How do I use the epsilon N definition to prove this?

Question

I must use the $\epsilon-N$ definition to prove $$\lim_{n\to\infty}\dfrac{a_1+a_2 \hspace{3px}+\hspace{3px}...\hspace{3px}+\hspace{3px}a_n}{n} = L$$ when $\displaystyle \lim_{n\to \infty} a_n = L$. Does anybody have any pointers as to how to start this problem?

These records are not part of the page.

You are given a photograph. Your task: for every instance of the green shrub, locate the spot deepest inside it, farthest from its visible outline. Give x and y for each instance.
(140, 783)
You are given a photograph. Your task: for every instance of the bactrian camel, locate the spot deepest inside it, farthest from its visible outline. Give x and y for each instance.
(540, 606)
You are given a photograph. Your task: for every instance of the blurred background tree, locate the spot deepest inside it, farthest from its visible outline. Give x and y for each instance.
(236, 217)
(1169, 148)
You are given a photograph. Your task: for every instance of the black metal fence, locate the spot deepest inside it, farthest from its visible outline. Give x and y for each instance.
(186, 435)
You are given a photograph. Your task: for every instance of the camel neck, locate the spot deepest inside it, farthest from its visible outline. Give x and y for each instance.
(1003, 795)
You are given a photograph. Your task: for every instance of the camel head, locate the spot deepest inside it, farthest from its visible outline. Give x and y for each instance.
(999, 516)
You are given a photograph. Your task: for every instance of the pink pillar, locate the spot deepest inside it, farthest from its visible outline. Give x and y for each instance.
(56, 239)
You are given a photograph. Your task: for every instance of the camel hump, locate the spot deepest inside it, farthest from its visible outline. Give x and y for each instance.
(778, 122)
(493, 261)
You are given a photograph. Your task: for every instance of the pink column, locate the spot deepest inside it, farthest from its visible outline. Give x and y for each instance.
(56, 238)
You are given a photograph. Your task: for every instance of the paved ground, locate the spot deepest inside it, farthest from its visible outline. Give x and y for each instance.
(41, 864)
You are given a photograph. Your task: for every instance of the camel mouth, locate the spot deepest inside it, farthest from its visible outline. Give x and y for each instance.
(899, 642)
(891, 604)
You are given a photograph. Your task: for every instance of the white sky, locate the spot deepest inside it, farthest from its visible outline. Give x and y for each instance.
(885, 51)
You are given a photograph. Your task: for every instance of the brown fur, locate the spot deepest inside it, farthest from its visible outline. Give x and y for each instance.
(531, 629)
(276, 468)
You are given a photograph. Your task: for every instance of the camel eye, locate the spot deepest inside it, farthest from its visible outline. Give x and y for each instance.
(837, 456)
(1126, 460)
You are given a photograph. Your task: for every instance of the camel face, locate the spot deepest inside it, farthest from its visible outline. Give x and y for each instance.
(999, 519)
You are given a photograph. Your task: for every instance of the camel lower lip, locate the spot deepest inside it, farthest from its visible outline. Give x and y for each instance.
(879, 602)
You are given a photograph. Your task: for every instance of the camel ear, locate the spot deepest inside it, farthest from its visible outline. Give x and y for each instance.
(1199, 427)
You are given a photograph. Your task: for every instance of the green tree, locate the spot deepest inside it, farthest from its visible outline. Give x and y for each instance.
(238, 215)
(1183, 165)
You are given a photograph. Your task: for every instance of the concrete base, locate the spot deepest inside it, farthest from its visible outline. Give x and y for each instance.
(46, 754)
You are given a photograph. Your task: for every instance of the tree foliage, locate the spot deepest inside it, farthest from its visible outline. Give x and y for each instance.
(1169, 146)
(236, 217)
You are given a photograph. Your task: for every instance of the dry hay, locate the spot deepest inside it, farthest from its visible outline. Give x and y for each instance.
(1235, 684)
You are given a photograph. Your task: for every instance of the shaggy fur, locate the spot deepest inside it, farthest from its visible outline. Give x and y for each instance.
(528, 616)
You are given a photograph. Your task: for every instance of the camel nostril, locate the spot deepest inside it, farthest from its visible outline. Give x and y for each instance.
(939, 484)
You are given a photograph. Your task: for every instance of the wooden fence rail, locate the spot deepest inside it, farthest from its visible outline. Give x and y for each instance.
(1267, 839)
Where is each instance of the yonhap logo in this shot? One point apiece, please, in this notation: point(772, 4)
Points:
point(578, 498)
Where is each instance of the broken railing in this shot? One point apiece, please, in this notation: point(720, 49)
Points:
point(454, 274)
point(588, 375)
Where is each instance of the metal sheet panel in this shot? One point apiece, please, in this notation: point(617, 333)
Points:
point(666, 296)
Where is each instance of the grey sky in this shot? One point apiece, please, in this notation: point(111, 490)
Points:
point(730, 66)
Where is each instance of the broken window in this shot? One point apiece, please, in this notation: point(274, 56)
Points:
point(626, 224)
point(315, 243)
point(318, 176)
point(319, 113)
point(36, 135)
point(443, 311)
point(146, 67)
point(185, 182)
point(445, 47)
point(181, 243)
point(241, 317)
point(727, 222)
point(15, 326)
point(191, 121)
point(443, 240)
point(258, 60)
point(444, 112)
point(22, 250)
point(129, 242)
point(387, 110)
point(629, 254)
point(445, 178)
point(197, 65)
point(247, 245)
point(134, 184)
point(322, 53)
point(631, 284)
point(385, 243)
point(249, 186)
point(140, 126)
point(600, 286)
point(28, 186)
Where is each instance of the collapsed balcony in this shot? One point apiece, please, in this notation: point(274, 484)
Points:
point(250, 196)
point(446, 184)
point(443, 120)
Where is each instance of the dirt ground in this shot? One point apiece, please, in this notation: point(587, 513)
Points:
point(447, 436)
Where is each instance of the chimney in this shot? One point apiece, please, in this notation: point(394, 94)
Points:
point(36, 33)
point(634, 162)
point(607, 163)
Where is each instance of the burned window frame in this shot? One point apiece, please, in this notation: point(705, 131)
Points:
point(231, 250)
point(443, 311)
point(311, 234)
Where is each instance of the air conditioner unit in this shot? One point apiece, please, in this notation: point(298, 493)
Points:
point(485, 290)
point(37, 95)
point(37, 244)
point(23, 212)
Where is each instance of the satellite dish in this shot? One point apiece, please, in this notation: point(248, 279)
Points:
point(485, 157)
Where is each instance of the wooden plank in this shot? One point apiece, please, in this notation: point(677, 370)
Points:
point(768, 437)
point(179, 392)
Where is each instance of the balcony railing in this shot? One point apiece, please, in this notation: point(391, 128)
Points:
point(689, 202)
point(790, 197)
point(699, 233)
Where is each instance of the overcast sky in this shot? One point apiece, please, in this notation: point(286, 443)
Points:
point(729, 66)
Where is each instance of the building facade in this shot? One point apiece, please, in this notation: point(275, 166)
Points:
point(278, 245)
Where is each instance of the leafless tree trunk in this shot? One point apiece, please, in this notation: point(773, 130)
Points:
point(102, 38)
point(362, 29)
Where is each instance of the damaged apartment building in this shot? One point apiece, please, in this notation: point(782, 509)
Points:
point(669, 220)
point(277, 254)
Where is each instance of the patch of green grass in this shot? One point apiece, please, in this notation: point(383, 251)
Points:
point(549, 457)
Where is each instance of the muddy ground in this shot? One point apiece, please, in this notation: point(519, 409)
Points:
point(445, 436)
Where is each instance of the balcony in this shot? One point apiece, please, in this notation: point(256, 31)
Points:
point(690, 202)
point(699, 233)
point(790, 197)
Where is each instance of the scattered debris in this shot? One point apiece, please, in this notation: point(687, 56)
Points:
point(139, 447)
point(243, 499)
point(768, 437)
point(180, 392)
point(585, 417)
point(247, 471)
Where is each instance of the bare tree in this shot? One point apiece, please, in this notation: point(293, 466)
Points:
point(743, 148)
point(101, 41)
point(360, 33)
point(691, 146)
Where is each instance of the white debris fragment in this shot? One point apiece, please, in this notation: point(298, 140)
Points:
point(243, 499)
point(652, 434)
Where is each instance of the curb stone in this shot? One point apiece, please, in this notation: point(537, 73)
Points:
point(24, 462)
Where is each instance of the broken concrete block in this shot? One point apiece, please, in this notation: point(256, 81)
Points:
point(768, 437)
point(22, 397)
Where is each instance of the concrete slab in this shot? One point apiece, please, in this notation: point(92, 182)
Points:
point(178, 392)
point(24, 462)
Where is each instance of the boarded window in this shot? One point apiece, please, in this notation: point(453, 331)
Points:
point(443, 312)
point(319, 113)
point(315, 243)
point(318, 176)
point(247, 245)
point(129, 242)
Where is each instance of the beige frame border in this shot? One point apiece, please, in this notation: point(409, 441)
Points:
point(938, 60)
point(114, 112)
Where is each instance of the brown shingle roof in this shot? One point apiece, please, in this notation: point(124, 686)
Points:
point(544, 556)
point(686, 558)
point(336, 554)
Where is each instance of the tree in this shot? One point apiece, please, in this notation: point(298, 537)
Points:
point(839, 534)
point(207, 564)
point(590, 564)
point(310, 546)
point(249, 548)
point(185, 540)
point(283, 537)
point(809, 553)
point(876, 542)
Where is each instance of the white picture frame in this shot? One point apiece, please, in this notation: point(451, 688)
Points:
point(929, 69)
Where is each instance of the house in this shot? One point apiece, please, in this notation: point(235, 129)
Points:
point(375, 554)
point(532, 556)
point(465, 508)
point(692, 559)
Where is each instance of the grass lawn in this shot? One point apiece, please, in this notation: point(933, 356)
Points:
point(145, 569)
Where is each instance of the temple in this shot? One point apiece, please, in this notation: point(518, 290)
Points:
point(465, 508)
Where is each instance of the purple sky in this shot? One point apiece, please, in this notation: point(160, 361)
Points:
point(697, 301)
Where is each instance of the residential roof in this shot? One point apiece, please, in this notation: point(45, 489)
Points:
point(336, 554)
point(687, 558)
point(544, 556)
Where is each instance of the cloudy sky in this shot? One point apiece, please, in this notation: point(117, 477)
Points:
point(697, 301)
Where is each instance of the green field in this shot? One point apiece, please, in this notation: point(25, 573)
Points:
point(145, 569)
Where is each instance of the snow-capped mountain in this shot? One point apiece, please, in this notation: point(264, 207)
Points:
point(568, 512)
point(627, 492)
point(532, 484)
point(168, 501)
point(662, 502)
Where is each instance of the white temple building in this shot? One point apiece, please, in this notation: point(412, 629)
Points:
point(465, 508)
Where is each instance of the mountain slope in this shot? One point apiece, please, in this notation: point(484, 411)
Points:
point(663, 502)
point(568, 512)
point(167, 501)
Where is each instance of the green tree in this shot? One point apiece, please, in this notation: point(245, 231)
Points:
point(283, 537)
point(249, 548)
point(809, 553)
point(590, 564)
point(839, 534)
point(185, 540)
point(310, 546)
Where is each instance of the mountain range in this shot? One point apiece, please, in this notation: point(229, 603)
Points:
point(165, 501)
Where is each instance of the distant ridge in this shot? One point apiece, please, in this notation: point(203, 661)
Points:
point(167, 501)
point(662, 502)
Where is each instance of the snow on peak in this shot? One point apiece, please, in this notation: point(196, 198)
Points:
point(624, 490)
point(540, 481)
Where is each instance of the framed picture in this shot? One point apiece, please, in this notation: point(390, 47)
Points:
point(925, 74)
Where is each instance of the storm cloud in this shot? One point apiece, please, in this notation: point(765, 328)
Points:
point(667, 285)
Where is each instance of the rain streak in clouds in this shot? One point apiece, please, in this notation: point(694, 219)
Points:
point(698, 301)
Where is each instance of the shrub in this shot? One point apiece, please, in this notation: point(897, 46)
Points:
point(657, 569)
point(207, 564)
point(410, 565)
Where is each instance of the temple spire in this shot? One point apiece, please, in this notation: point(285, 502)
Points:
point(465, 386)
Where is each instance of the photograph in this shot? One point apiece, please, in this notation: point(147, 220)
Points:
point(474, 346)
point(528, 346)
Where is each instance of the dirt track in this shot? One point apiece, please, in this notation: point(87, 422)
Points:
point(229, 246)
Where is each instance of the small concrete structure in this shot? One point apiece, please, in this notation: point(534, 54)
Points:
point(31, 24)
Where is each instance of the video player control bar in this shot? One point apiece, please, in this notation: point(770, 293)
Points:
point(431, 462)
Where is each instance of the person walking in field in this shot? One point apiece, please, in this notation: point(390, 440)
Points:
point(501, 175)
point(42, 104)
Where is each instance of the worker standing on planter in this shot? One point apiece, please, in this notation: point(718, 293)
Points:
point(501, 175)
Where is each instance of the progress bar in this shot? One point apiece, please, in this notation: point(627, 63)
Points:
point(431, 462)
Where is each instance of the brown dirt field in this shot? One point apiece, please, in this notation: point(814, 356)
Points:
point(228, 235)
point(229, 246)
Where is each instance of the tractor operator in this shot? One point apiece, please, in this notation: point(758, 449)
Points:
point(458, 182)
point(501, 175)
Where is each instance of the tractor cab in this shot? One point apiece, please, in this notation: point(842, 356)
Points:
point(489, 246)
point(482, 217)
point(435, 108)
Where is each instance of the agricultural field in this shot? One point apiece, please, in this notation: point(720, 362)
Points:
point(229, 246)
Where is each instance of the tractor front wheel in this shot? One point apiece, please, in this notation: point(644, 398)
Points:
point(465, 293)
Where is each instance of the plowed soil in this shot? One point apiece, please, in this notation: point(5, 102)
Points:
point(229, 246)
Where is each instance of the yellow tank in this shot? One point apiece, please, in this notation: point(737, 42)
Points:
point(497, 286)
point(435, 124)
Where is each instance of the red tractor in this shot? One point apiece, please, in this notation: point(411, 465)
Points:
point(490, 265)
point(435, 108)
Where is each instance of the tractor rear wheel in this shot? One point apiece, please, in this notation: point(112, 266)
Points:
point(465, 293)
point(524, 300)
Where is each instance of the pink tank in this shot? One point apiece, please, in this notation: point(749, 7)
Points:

I'm stumped.

Answer 1

Let $\epsilon >0$ and choose $n_0$ such that $|a_n-L| <\epsilon$ for $n >n_0$. Let $n_1$ be an integer exceeding $\frac 2 {\epsilon\sum_{k\leq n_0} |a_k-L|}$. Then, for any $n \geq \max \{n_0,n_1\}$ we have $|\frac {a_1+a_2+..+a_n} n -L|=|\frac {(a_1-L)+(a_2-L)+..+(a_n-L)} n| < \epsilon /2+\frac 1 n (n-n_0+1)\epsilon /2<\epsilon$.

Answer 2

You know that $$L=\lim_{n\to\infty}\frac{a_{n+1}}{1}=\lim_{n\to\infty}\frac{\sum_{k=1}^{n+1}a_k-\sum_{k=1}^na_k}{n+1-n}.$$By the Stolz–Cesàro theorem (for an $\epsilon$-$N$ proof of it you can adapt to the special case of your problem viz. $b_n=n$, see here), $L=\lim_{n\to\infty}\frac{\sum_{k=1}^na_k}{n}$ as required.

Answer 3

WLOG, assume $L=0$ (otherwise, subtract $L$ from all terms).

From the hypothesis,

$$\forall\epsilon>0:\exists N:\forall n>N:-\epsilon<a_n<\epsilon.$$

Then, adding all inequalities between $N$ and $n$,

$$\forall\epsilon>0:\exists N:\forall n>N:-(n-N)\epsilon<\sum_{k=N+1}^na_k<(n-N)\epsilon,$$

which we can write

$$\forall\epsilon>0:\exists N:\forall n>N:\frac1n\sum_{k=1}^Na_k-\frac{n-N}n\epsilon<\frac1n\sum_{k=1}^na_k<\frac1n\sum_{k=1}^Na_k+\frac{n-N}n\epsilon.$$

As $n$ is unbounded, we can find an $M\ge N$ such that $\forall n>M$,

$$\frac1n\left(\sum_{k=1}^na_k+N\epsilon\right)<\frac\epsilon2$$ and we now have

$$\forall\epsilon>0:\exists M:\forall n>M:-\frac\epsilon2<\frac1n\sum_{k=1}^na_k<\frac32\epsilon.$$